3️⃣ Optimal Approach
Intuition:
The goal is to find the subarray having the maximum product of elements. To solve the problem efficiently, we need to understand the following points:
- The product of an even number of negative numbers result in a positive product, whereas the product of an odd number of negative numbers result in a negative product.
- If an array element is zero, considering it in the subarray will result in product as 0, giving the idea of skipping it.
The multiplication of all the elements in the array could have been our answer if there were all positives or even negatives in the array (with no element as 0) but the problem arises when there are odd number of negative elements in the array.
Understanding:
When the array has an odd number of negative elements, one must be excluded to make their product positive. Since the subarray must be contiguous, only the first or last negative element can be removed. By calculating the product from both directions — prefix and suffix — we can determine the maximum product subarray.
When there are zeroes in the array?
When there are zeroes in the array, the prefix and suffix will end up becoming zero. Hence, whenever the prefix or the suffix are found to be zero, it means that a zero element was found meaning that we must reassign them with the value 1.
Note that the two-directional traversal (prefix and suffix) is achieved within a single loop, avoiding the need for separate iterations. This makes the solution more efficient while maintaining simplicity.
Approach:
- Initialize a variable to store the maximum product result.
- Maintain two running products: one for the prefix (left to right traversal) and one for the suffix (right to left traversal).
- Iterate through the array:
- If the running product becomes zero, reset it to one to start a new subarray.
- Update the prefix product with the current element during the left-to-right traversal.
- Update the suffix product with the current element during the right-to-left traversal.
- At each step, compute the maximum product using the current prefix and suffix products.
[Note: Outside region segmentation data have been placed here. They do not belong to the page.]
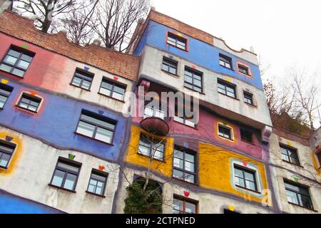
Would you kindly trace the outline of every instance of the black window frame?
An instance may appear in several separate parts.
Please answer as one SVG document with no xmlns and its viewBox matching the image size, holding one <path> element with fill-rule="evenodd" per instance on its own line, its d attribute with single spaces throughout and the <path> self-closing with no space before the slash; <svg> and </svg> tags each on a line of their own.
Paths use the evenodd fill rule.
<svg viewBox="0 0 321 228">
<path fill-rule="evenodd" d="M 99 124 L 97 124 L 96 123 L 93 123 L 93 122 L 91 122 L 91 121 L 87 120 L 81 119 L 81 115 L 86 115 L 86 116 L 88 116 L 90 118 L 94 118 L 94 119 L 96 119 L 96 120 L 98 120 L 100 121 L 106 122 L 106 123 L 108 123 L 110 125 L 113 125 L 114 128 L 113 128 L 113 129 L 112 129 L 111 128 L 108 128 L 106 126 L 103 126 L 103 125 L 101 125 Z M 79 128 L 79 124 L 80 124 L 81 122 L 86 123 L 87 124 L 91 125 L 95 127 L 95 129 L 94 129 L 94 130 L 93 132 L 93 136 L 92 137 L 90 137 L 90 136 L 88 136 L 88 135 L 86 135 L 84 134 L 82 134 L 82 133 L 80 133 L 77 132 L 78 128 Z M 76 128 L 75 133 L 78 134 L 79 135 L 81 135 L 83 137 L 86 137 L 86 138 L 92 139 L 92 140 L 94 140 L 103 142 L 103 143 L 106 143 L 106 144 L 113 145 L 113 142 L 114 137 L 115 137 L 115 132 L 116 130 L 116 127 L 117 127 L 117 120 L 115 120 L 111 119 L 111 118 L 109 118 L 108 117 L 103 116 L 102 115 L 99 115 L 99 114 L 97 114 L 97 113 L 93 113 L 93 112 L 91 112 L 91 111 L 88 111 L 88 110 L 83 109 L 81 110 L 81 115 L 80 115 L 79 120 L 78 120 L 78 124 L 77 124 L 77 127 Z M 96 138 L 96 135 L 97 135 L 97 130 L 98 130 L 98 128 L 103 128 L 104 130 L 109 130 L 109 131 L 111 131 L 113 133 L 113 136 L 112 136 L 112 138 L 111 139 L 111 142 L 105 142 L 105 141 L 103 141 L 103 140 L 98 140 L 98 139 Z"/>
<path fill-rule="evenodd" d="M 6 91 L 7 93 L 4 93 L 3 91 Z M 0 107 L 1 109 L 4 109 L 4 105 L 6 105 L 6 102 L 8 101 L 9 98 L 11 95 L 12 91 L 14 90 L 14 88 L 7 85 L 4 85 L 3 83 L 0 83 L 0 95 L 5 98 L 5 101 L 2 107 Z M 8 94 L 9 93 L 9 94 Z"/>
<path fill-rule="evenodd" d="M 73 166 L 75 167 L 78 167 L 78 172 L 74 172 L 73 170 L 68 170 L 68 169 L 66 169 L 66 168 L 63 168 L 63 167 L 58 167 L 58 164 L 59 162 L 63 163 L 63 164 L 66 164 L 66 165 L 68 165 Z M 52 175 L 51 180 L 50 181 L 49 185 L 55 187 L 57 187 L 57 188 L 59 188 L 59 189 L 61 189 L 61 190 L 66 190 L 66 191 L 76 192 L 76 187 L 77 187 L 78 180 L 79 178 L 79 175 L 80 175 L 80 172 L 81 172 L 81 166 L 82 166 L 82 164 L 80 163 L 80 162 L 77 162 L 73 161 L 73 160 L 68 160 L 68 159 L 66 159 L 66 158 L 64 158 L 64 157 L 59 157 L 58 158 L 57 162 L 56 164 L 56 167 L 55 167 L 55 169 L 54 170 L 54 173 Z M 54 180 L 54 177 L 55 177 L 55 173 L 56 173 L 56 170 L 59 170 L 61 172 L 65 172 L 64 175 L 63 175 L 63 180 L 61 182 L 61 186 L 55 185 L 53 185 L 53 183 L 52 183 L 52 182 Z M 66 182 L 66 180 L 67 179 L 67 176 L 68 176 L 68 173 L 76 176 L 76 180 L 75 180 L 74 183 L 73 183 L 73 190 L 69 190 L 69 189 L 63 187 L 63 186 L 65 185 L 65 182 Z"/>
<path fill-rule="evenodd" d="M 178 150 L 180 152 L 183 152 L 183 160 L 178 157 L 175 157 L 175 150 Z M 194 172 L 188 171 L 185 169 L 185 162 L 186 162 L 186 159 L 185 159 L 186 154 L 192 155 L 194 157 L 194 162 L 193 163 L 194 165 Z M 177 158 L 177 159 L 183 161 L 183 168 L 178 167 L 174 165 L 175 158 Z M 191 162 L 190 162 L 190 163 L 191 163 Z M 197 164 L 197 152 L 195 152 L 192 150 L 188 149 L 188 148 L 180 147 L 180 146 L 178 146 L 178 145 L 174 146 L 174 153 L 173 154 L 173 177 L 174 177 L 175 179 L 178 179 L 178 180 L 184 181 L 184 182 L 188 182 L 188 183 L 197 184 L 198 180 L 198 176 L 197 176 L 197 172 L 197 172 L 196 164 Z M 182 172 L 183 175 L 183 177 L 179 178 L 178 177 L 174 177 L 174 170 L 178 170 L 179 172 Z M 185 178 L 185 175 L 190 175 L 193 176 L 194 182 L 191 182 L 186 180 Z"/>
<path fill-rule="evenodd" d="M 189 83 L 189 82 L 186 81 L 186 80 L 185 80 L 186 77 L 190 78 L 189 76 L 186 76 L 186 71 L 188 71 L 192 74 L 192 83 Z M 195 78 L 195 75 L 200 78 L 200 84 L 201 84 L 200 87 L 199 86 L 195 86 L 194 83 L 194 80 L 197 80 Z M 194 90 L 195 92 L 203 93 L 203 86 L 204 86 L 203 81 L 203 72 L 200 72 L 199 71 L 195 70 L 190 67 L 185 66 L 185 70 L 184 70 L 184 87 L 189 88 L 190 90 Z M 197 80 L 197 81 L 200 81 L 200 80 Z M 191 87 L 186 86 L 186 84 L 190 86 Z M 200 91 L 195 90 L 195 88 L 198 88 L 200 89 Z"/>
<path fill-rule="evenodd" d="M 108 88 L 106 88 L 105 87 L 103 87 L 103 83 L 108 83 L 109 85 L 111 85 L 111 89 L 108 89 Z M 118 94 L 121 94 L 119 93 L 115 92 L 115 87 L 118 87 L 118 88 L 121 88 L 124 90 L 123 94 L 122 94 L 123 99 L 118 99 L 118 98 L 115 98 L 115 97 L 113 96 L 114 93 L 118 93 Z M 101 92 L 101 89 L 102 88 L 106 89 L 106 90 L 110 90 L 111 91 L 111 95 L 108 95 L 107 94 L 105 94 L 105 93 Z M 101 80 L 101 86 L 99 86 L 98 93 L 101 94 L 101 95 L 105 95 L 106 97 L 111 98 L 113 99 L 117 100 L 123 101 L 125 100 L 125 94 L 126 93 L 126 89 L 127 89 L 127 86 L 126 85 L 121 83 L 115 81 L 113 81 L 113 80 L 111 80 L 110 78 L 108 78 L 106 77 L 103 77 L 103 79 Z"/>
<path fill-rule="evenodd" d="M 71 85 L 73 86 L 75 86 L 75 87 L 77 87 L 77 88 L 81 88 L 83 90 L 85 90 L 90 91 L 91 88 L 91 86 L 93 84 L 93 77 L 94 76 L 95 76 L 95 74 L 93 73 L 91 73 L 89 71 L 86 71 L 83 70 L 81 68 L 76 68 L 76 70 L 75 70 L 75 73 L 73 73 L 73 78 L 71 79 L 71 82 L 70 83 L 70 85 Z M 76 85 L 76 84 L 73 83 L 73 80 L 75 79 L 75 78 L 78 78 L 81 79 L 81 83 L 80 83 L 79 86 Z M 82 87 L 83 83 L 83 81 L 86 81 L 89 82 L 91 83 L 88 88 Z"/>
<path fill-rule="evenodd" d="M 245 76 L 250 76 L 250 68 L 247 66 L 245 66 L 243 64 L 240 64 L 240 63 L 238 63 L 238 72 L 243 74 L 245 74 Z M 246 71 L 246 72 L 243 72 Z"/>
<path fill-rule="evenodd" d="M 19 52 L 19 56 L 16 57 L 16 56 L 14 56 L 12 55 L 9 55 L 9 52 L 11 50 L 14 51 L 16 51 L 16 52 Z M 26 61 L 25 59 L 22 59 L 22 56 L 23 55 L 27 56 L 29 58 L 31 58 L 31 59 L 30 61 Z M 5 62 L 5 59 L 6 59 L 6 58 L 7 58 L 8 56 L 16 58 L 16 63 L 14 64 L 11 64 L 11 63 Z M 24 76 L 26 74 L 26 72 L 29 68 L 29 66 L 31 64 L 31 62 L 34 60 L 34 58 L 35 56 L 36 56 L 36 53 L 34 53 L 34 52 L 31 52 L 31 51 L 28 51 L 26 49 L 24 49 L 22 48 L 20 48 L 20 47 L 11 45 L 11 46 L 10 46 L 9 49 L 7 51 L 6 55 L 4 56 L 4 58 L 2 59 L 2 61 L 1 61 L 1 62 L 0 63 L 0 65 L 1 65 L 1 64 L 6 65 L 6 66 L 11 67 L 11 69 L 9 71 L 6 71 L 2 70 L 2 69 L 1 69 L 0 71 L 2 71 L 4 72 L 6 72 L 6 73 L 12 74 L 12 75 L 14 75 L 15 76 L 24 78 Z M 28 62 L 29 63 L 28 67 L 25 69 L 24 68 L 18 66 L 17 65 L 18 65 L 18 63 L 19 62 L 19 61 L 24 61 L 25 62 Z M 19 71 L 24 71 L 24 75 L 22 76 L 19 76 L 17 74 L 14 73 L 13 71 L 14 71 L 14 69 L 18 69 Z"/>
<path fill-rule="evenodd" d="M 220 86 L 223 86 L 222 87 L 224 87 L 224 88 L 220 87 Z M 228 90 L 228 88 L 233 89 L 233 96 L 231 96 L 229 95 L 228 92 L 231 93 Z M 220 91 L 220 90 L 224 90 L 224 92 Z M 237 92 L 236 92 L 236 85 L 230 83 L 223 79 L 218 78 L 218 93 L 221 93 L 223 95 L 227 95 L 229 98 L 232 98 L 234 99 L 238 99 Z"/>
<path fill-rule="evenodd" d="M 172 41 L 169 41 L 168 38 L 170 38 L 172 39 L 175 40 L 175 42 L 172 42 Z M 183 43 L 185 44 L 185 47 L 184 48 L 180 47 L 180 45 L 178 44 L 178 41 L 180 41 L 180 43 Z M 173 33 L 171 33 L 170 31 L 168 32 L 167 33 L 167 38 L 166 38 L 166 43 L 170 46 L 173 46 L 175 48 L 178 48 L 180 50 L 183 50 L 187 51 L 188 51 L 188 39 L 181 36 L 179 36 Z"/>
<path fill-rule="evenodd" d="M 227 138 L 227 137 L 224 136 L 224 135 L 225 135 L 225 133 L 223 133 L 223 135 L 222 135 L 221 133 L 220 132 L 220 128 L 223 128 L 225 130 L 228 130 L 229 132 L 230 132 L 230 137 Z M 231 140 L 231 141 L 234 141 L 234 134 L 233 133 L 232 131 L 233 131 L 232 128 L 229 128 L 228 126 L 225 126 L 224 125 L 222 125 L 222 124 L 218 124 L 218 135 L 219 137 L 221 137 L 223 138 L 225 138 L 225 139 L 227 139 L 227 140 Z"/>
<path fill-rule="evenodd" d="M 282 157 L 282 161 L 285 161 L 285 162 L 286 162 L 287 163 L 292 164 L 292 165 L 295 165 L 301 166 L 300 162 L 300 158 L 299 158 L 299 155 L 297 153 L 297 149 L 293 148 L 292 147 L 290 147 L 288 145 L 285 145 L 282 144 L 282 143 L 280 143 L 280 152 L 281 152 L 281 157 Z M 282 149 L 286 151 L 286 154 L 282 152 L 285 151 Z M 290 155 L 290 152 L 293 152 L 295 155 L 295 157 L 293 157 L 293 156 L 291 156 Z M 286 157 L 287 157 L 288 160 L 284 159 L 283 155 L 286 156 Z M 296 160 L 297 161 L 297 163 L 292 162 L 290 157 Z"/>
<path fill-rule="evenodd" d="M 25 102 L 22 102 L 22 99 L 26 99 L 26 100 L 29 100 L 29 101 L 28 103 L 26 103 Z M 38 105 L 35 106 L 35 105 L 31 105 L 31 102 L 34 102 L 34 103 L 38 103 Z M 38 96 L 33 95 L 31 94 L 23 92 L 21 95 L 20 96 L 19 100 L 18 101 L 18 103 L 17 103 L 16 106 L 19 107 L 19 108 L 26 110 L 27 111 L 29 111 L 29 112 L 31 112 L 31 113 L 38 113 L 38 112 L 39 110 L 40 105 L 41 104 L 41 102 L 42 102 L 42 98 L 39 98 Z M 21 107 L 21 103 L 27 105 L 27 108 Z M 29 108 L 30 106 L 36 108 L 36 110 L 33 110 L 29 109 Z"/>
<path fill-rule="evenodd" d="M 250 93 L 247 91 L 243 91 L 243 98 L 244 98 L 244 103 L 254 106 L 254 95 L 253 93 Z M 248 102 L 250 100 L 250 102 Z"/>
<path fill-rule="evenodd" d="M 258 192 L 258 180 L 257 180 L 258 178 L 257 178 L 257 176 L 256 176 L 256 173 L 257 173 L 256 170 L 250 170 L 250 169 L 248 169 L 248 168 L 246 168 L 245 167 L 243 167 L 241 165 L 236 165 L 236 164 L 234 164 L 233 169 L 234 169 L 233 182 L 234 182 L 234 184 L 235 185 L 236 187 L 240 187 L 242 189 L 245 189 L 245 190 L 249 190 L 249 191 L 252 191 L 252 192 Z M 235 169 L 238 169 L 240 171 L 242 171 L 243 177 L 238 177 L 238 178 L 243 180 L 243 183 L 244 183 L 244 187 L 243 187 L 241 185 L 236 185 L 236 183 L 235 183 Z M 252 181 L 250 181 L 249 180 L 247 180 L 245 178 L 245 172 L 247 172 L 248 173 L 251 174 L 253 176 L 254 182 L 252 182 Z M 246 181 L 245 180 L 248 180 L 249 182 L 251 182 L 254 183 L 255 190 L 253 190 L 251 188 L 247 187 Z"/>
<path fill-rule="evenodd" d="M 245 135 L 246 137 L 244 138 L 243 136 L 245 135 Z M 248 138 L 248 136 L 249 136 L 249 138 L 250 136 L 250 138 L 251 138 L 250 140 L 248 140 L 248 139 L 246 138 Z M 240 139 L 242 141 L 246 142 L 248 143 L 253 144 L 253 133 L 251 131 L 240 128 Z"/>
<path fill-rule="evenodd" d="M 305 185 L 300 185 L 299 183 L 295 183 L 292 181 L 290 181 L 290 180 L 286 180 L 286 179 L 283 179 L 283 182 L 285 184 L 285 192 L 287 192 L 287 191 L 289 191 L 289 192 L 292 192 L 292 193 L 295 193 L 295 196 L 296 196 L 296 198 L 297 198 L 297 201 L 298 202 L 298 204 L 296 204 L 295 202 L 290 202 L 289 200 L 288 200 L 287 195 L 287 202 L 288 203 L 292 204 L 295 204 L 295 205 L 297 205 L 297 206 L 302 207 L 305 207 L 305 208 L 307 208 L 307 209 L 309 209 L 314 210 L 313 204 L 312 204 L 312 202 L 311 194 L 310 192 L 310 188 L 307 186 L 305 186 Z M 290 188 L 286 187 L 286 185 L 292 185 L 292 186 L 294 186 L 295 187 L 298 187 L 299 189 L 303 189 L 304 190 L 305 190 L 306 192 L 308 192 L 308 195 L 300 192 L 300 191 L 297 192 L 297 191 L 296 191 L 296 190 L 295 190 L 293 189 L 290 189 Z M 303 195 L 304 197 L 307 197 L 310 200 L 310 206 L 311 207 L 309 207 L 304 206 L 304 205 L 301 204 L 300 204 L 301 200 L 299 200 L 298 195 Z"/>
<path fill-rule="evenodd" d="M 143 138 L 145 138 L 147 140 L 152 141 L 152 142 L 148 142 L 148 144 L 149 144 L 148 147 L 141 144 L 141 139 Z M 139 155 L 143 155 L 143 156 L 146 156 L 146 157 L 151 157 L 151 153 L 152 153 L 152 151 L 153 150 L 153 145 L 158 145 L 158 144 L 162 144 L 163 145 L 163 147 L 164 148 L 163 151 L 160 151 L 160 150 L 156 149 L 156 150 L 160 151 L 163 154 L 163 158 L 162 159 L 157 158 L 157 157 L 155 157 L 155 154 L 154 154 L 154 157 L 152 157 L 152 159 L 153 160 L 159 160 L 159 161 L 161 161 L 161 162 L 164 162 L 165 152 L 165 150 L 166 150 L 166 143 L 165 143 L 165 142 L 162 142 L 162 140 L 155 139 L 153 137 L 148 136 L 148 135 L 147 135 L 146 134 L 143 134 L 143 133 L 141 133 L 141 135 L 139 137 L 138 147 L 137 148 L 138 149 L 137 150 L 138 150 L 138 153 Z M 144 147 L 148 148 L 148 155 L 145 155 L 145 154 L 143 154 L 143 152 L 141 152 L 141 150 L 140 150 L 140 147 L 141 146 L 143 146 Z"/>
<path fill-rule="evenodd" d="M 232 71 L 233 70 L 233 67 L 232 65 L 232 58 L 222 53 L 218 54 L 218 58 L 220 66 Z M 221 64 L 221 62 L 223 62 L 224 64 Z M 226 66 L 227 63 L 230 65 L 230 67 Z"/>
<path fill-rule="evenodd" d="M 167 66 L 167 70 L 164 69 L 164 65 Z M 170 67 L 175 68 L 175 73 L 170 72 Z M 178 62 L 170 58 L 163 56 L 162 61 L 162 71 L 177 76 L 178 71 Z"/>
<path fill-rule="evenodd" d="M 178 200 L 183 202 L 183 211 L 178 210 L 174 209 L 174 203 L 175 200 Z M 195 205 L 195 214 L 190 214 L 186 212 L 186 202 L 190 204 Z M 173 197 L 173 207 L 172 207 L 172 213 L 173 214 L 198 214 L 198 202 L 191 199 L 186 199 L 185 197 L 174 195 Z M 174 213 L 174 212 L 178 212 L 178 213 Z"/>
<path fill-rule="evenodd" d="M 4 146 L 6 148 L 11 150 L 11 151 L 7 151 L 7 150 L 1 150 L 0 148 L 0 161 L 1 160 L 1 157 L 4 155 L 4 154 L 6 154 L 6 155 L 10 156 L 9 159 L 8 160 L 8 162 L 6 163 L 6 165 L 5 167 L 0 165 L 1 169 L 7 169 L 9 167 L 9 165 L 10 164 L 10 161 L 12 158 L 12 156 L 14 155 L 14 152 L 16 151 L 16 145 L 9 142 L 7 142 L 7 141 L 2 140 L 0 140 L 0 145 L 2 146 Z"/>
<path fill-rule="evenodd" d="M 93 192 L 89 191 L 89 186 L 91 185 L 91 180 L 96 180 L 97 182 L 102 182 L 101 180 L 97 180 L 97 179 L 95 179 L 94 177 L 93 177 L 93 174 L 96 175 L 98 175 L 98 176 L 101 176 L 101 177 L 105 178 L 105 181 L 103 182 L 103 190 L 101 191 L 101 194 L 98 194 L 96 192 Z M 91 177 L 89 177 L 89 182 L 88 183 L 86 192 L 103 197 L 105 195 L 105 193 L 106 193 L 105 191 L 106 191 L 106 185 L 107 185 L 108 177 L 108 172 L 103 172 L 103 171 L 101 171 L 101 170 L 96 170 L 96 169 L 92 169 L 91 170 Z M 97 187 L 97 185 L 96 185 L 96 187 L 95 187 L 94 192 L 96 192 L 96 187 Z"/>
</svg>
- Return the maximum product obtained after the traversal.
Code:
#include <bits/stdc++.h>
using namespace std;
class Solution {
public:
/* Function to find the product of
elements in maximum product subarray */
int maxProduct(vector<int>& nums) {
int n = nums.size();
int ans = INT_MIN; // to store the answer
// Indices to store the prefix and suffix multiplication
int prefix = 1, suffix = 1;
// Iterate on the elements of the given array
for(int i=0; i < n; i++) {
/* Resetting the prefix and suffix
multiplication if they turn out to be zero */
if(prefix == 0) prefix = 1;
if(suffix == 0) suffix = 1;
// update the prefix and suffix multiplication
prefix *= nums[i];
suffix *= nums[n-i-1];
// store the maximum as the answer
ans = max(ans, max(prefix, suffix));
}
// return the result
return ans;
}
};
int main() {
vector<int> nums = {4, 5, 3, 7, 1, 2};
// Creating an object of Solution class
Solution sol;
/* Function call to find the product of
elements in maximum product subarray */
int ans = sol.maxProduct(nums);
cout << "The product of elements in maximum product subarray is: " << ans;
return 0;
}
Complexity Analysis:
- Time Complexity:
O(N), where N is the size of the array- Traversing the given array using single for loop takes linear time.
- Space Complexity:
O(1), as only couple of variables are used.